Alberto Medina began his journey toward a double major in college while he was still in kindergarten. That’s when he participated in his first science fair. Medina (CAS’13) fell in love with science, a passion he pursued through the ensuing 16 years of science fairs, high school advanced placement classes, the College of Arts & Sciences pre-med program, and a biology major.
Medina also wanted to study abroad and see the world. Having grown up speaking Spanish and English at home, he parlayed his bilingual abilities into a second major in French, another Romance language. He fully immersed himself in French language and culture through the BU Study Abroad program in Grenoble during his sophomore year and BU’s Paris Internship Program his senior year.
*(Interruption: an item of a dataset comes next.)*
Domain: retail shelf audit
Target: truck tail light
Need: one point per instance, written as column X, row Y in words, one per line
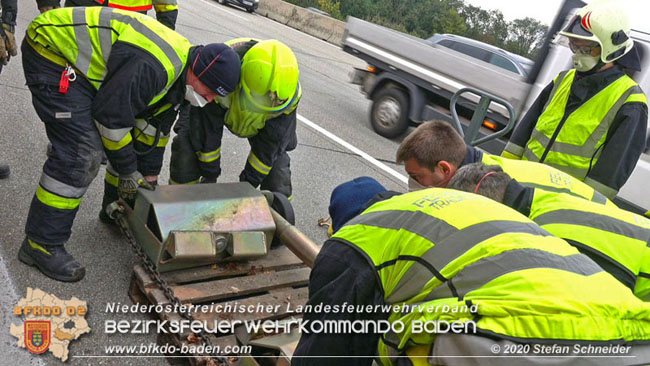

In Paris he furthered his medical studies by interning at a hospital.

“Having two majors teaches you different ways of thinking,” says Medina. “Even with something like writing—writing in the science world is completely different from writing in the literary world. You can’t be metaphorical in science.”
Undergrads who study multiple disciplines in depth are training their brains to analyze information in different, complementary ways, according to a Vanderbilt University report published last fall. “Double Majors: Influences, Identities, and Impacts” found that double majors often apply knowledge and approaches learned in one major to their work in the other major—thus strengthening their integrative and creative thinking skills. Integrative thinking refers to the ability to make connections across subjects and apply different intellectual frameworks to solve a problem. Creative thinking is the ability to generate unorthodox, original ideas based on the knowledge of two, often very different, disciplines.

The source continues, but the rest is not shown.